Korby also spoke of the life of the baptized having the same character. That is, of listening to God’s word first before one has anything to do or say in reply. “The faithful servant wants to know the voice and the words of the speaker.” As is often the case, the best response to what has been heard will simply be “Amen!” What better can be said to a Savior who says, “I love you,” “I forgive you,” or “Believe?”

How has a summer matured Byrne? I told him that he had set the limits of his own discipline, not I. Had he kept silent and listened while his teacher was speaking as he ought to have done, he would not have endured the punishment of his own choosing. It was a big lesson to learn early in the year.
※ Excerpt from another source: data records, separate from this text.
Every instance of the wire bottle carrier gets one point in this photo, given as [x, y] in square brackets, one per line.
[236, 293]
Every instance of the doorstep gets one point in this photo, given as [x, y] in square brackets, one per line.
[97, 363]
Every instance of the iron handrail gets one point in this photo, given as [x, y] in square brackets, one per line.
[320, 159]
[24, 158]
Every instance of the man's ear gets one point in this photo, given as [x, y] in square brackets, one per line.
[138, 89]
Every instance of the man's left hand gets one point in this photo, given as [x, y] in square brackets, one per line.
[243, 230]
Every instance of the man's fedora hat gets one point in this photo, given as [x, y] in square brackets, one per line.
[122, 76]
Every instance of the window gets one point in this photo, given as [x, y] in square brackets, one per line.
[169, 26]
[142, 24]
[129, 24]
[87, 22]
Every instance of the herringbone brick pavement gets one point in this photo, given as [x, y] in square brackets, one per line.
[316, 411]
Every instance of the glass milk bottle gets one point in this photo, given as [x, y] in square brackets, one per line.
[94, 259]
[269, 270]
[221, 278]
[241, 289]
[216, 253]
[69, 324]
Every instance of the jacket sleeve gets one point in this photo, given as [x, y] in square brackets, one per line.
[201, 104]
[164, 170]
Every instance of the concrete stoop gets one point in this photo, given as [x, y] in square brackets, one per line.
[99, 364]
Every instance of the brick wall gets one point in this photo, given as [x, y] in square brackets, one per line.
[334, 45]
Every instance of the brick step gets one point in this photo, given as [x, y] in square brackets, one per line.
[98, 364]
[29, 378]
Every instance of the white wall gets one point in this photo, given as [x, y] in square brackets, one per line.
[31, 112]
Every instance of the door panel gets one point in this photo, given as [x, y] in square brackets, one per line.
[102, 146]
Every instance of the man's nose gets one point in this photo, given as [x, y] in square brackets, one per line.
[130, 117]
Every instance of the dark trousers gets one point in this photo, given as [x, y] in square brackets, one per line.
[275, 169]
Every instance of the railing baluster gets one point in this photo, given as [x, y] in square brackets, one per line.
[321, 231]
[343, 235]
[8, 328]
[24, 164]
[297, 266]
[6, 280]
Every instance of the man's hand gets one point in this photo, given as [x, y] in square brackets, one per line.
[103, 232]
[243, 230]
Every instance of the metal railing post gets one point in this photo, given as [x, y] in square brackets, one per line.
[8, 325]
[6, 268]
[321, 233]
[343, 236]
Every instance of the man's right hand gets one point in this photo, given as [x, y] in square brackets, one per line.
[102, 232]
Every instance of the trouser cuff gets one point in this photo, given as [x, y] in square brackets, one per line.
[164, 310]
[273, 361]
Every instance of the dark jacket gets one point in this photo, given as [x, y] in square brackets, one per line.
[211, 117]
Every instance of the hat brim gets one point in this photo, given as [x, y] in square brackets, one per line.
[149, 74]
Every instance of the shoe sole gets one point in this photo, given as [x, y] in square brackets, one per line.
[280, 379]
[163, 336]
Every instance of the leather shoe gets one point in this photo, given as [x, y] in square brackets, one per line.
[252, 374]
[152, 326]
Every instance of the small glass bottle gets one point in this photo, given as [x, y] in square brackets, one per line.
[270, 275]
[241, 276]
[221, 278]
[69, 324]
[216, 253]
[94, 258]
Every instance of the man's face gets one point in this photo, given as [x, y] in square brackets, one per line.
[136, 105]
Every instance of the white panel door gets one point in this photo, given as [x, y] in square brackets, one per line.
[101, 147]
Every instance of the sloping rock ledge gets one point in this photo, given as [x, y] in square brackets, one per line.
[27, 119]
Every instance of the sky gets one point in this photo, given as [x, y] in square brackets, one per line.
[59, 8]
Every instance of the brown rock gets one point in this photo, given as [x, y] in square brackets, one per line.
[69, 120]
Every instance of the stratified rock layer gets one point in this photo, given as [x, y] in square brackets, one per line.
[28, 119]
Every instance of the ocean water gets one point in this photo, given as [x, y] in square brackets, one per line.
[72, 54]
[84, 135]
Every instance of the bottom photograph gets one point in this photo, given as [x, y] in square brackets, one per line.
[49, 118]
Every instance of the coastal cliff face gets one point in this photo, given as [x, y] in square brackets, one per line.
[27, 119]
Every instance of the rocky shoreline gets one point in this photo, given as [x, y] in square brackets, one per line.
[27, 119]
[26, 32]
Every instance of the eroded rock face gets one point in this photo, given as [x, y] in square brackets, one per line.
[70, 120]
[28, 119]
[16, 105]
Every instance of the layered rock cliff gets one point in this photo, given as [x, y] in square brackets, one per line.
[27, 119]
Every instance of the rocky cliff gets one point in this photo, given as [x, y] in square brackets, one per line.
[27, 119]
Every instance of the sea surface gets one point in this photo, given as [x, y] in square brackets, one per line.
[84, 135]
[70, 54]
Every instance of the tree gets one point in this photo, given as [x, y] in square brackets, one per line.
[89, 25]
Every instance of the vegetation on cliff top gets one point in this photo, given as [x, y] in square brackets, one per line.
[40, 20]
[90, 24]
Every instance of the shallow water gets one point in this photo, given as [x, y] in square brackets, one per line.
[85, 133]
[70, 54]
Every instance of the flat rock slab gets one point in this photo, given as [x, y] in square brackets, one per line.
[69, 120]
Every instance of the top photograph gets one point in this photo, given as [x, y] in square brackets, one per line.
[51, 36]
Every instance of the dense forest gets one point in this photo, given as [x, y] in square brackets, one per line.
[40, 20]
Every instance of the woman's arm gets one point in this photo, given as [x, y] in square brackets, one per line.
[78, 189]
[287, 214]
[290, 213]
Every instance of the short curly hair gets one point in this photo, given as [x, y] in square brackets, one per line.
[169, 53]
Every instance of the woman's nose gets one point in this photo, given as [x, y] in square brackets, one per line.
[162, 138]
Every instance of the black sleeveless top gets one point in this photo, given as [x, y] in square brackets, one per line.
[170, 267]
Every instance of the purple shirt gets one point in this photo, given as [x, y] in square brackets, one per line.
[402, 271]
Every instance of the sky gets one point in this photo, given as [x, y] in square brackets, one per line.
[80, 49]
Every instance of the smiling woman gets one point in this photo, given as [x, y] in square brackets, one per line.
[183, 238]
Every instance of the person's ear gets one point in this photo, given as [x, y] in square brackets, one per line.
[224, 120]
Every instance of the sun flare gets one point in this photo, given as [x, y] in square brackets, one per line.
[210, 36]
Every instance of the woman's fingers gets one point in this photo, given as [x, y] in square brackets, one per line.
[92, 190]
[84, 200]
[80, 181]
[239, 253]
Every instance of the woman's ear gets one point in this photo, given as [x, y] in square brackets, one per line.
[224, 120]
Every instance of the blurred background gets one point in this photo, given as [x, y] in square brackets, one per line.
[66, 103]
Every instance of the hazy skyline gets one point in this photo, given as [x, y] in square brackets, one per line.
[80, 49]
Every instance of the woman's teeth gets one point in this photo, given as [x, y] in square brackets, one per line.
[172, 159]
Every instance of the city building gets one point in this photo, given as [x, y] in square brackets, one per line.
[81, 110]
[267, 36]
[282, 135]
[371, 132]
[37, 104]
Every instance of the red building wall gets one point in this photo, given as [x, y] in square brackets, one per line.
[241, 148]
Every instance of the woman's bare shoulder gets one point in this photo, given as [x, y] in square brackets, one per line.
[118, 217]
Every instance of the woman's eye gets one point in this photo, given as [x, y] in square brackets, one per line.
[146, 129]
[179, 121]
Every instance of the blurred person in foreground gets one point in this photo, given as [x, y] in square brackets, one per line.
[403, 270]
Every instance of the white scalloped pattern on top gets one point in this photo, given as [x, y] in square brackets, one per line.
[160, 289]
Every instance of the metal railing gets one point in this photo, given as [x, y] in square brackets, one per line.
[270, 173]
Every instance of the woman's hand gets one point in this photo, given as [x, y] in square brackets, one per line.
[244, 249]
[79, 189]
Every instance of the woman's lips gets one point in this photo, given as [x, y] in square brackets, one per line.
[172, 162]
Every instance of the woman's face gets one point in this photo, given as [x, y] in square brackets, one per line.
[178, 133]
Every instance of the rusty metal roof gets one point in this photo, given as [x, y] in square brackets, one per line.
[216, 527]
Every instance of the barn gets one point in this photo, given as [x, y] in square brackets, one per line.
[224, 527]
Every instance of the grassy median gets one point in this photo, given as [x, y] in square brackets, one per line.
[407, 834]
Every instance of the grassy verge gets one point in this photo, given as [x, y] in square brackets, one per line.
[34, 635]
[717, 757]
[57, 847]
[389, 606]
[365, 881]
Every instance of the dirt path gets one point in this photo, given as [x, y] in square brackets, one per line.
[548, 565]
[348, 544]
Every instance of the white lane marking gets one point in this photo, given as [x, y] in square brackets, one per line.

That reminds me of another Korbyism: “The only way anyone gets into hell is by stepping over the dead body of Jesus.”

A whole lot of evil was mete in Christ’s flesh at the hands of his Father for the sake of mankind’s good. Byrne is beginning to get a tiny glimmer of that truth.

Summer was kind to the boy. Dealing with Byrne is always God’s kindness to me. Yeah, I was glad to see them both.


Marie N. said...

I like the idea of tying the commandments in with the discipline.

Dcs. Emily Carder said...

It is catechetical, tying discipline to Baptism. The children learn that ultimately the rules applied to them are not arbitrary constructions for the most part. Also, that the authority of "parents and other authorities" comes not from their own person, but from God's ordering of families, church and society. The kids can get frustrated with me all they want and I look at them and say, "Who are you really angry with?" "Oh, yeah... God," they rightly reply.

Of course, when I am wrong, that is another situation. The commandments are there for them to apply to me as well - as are Christ's words of forgiveness which they also speak to me after I say "I'm sorry" to them.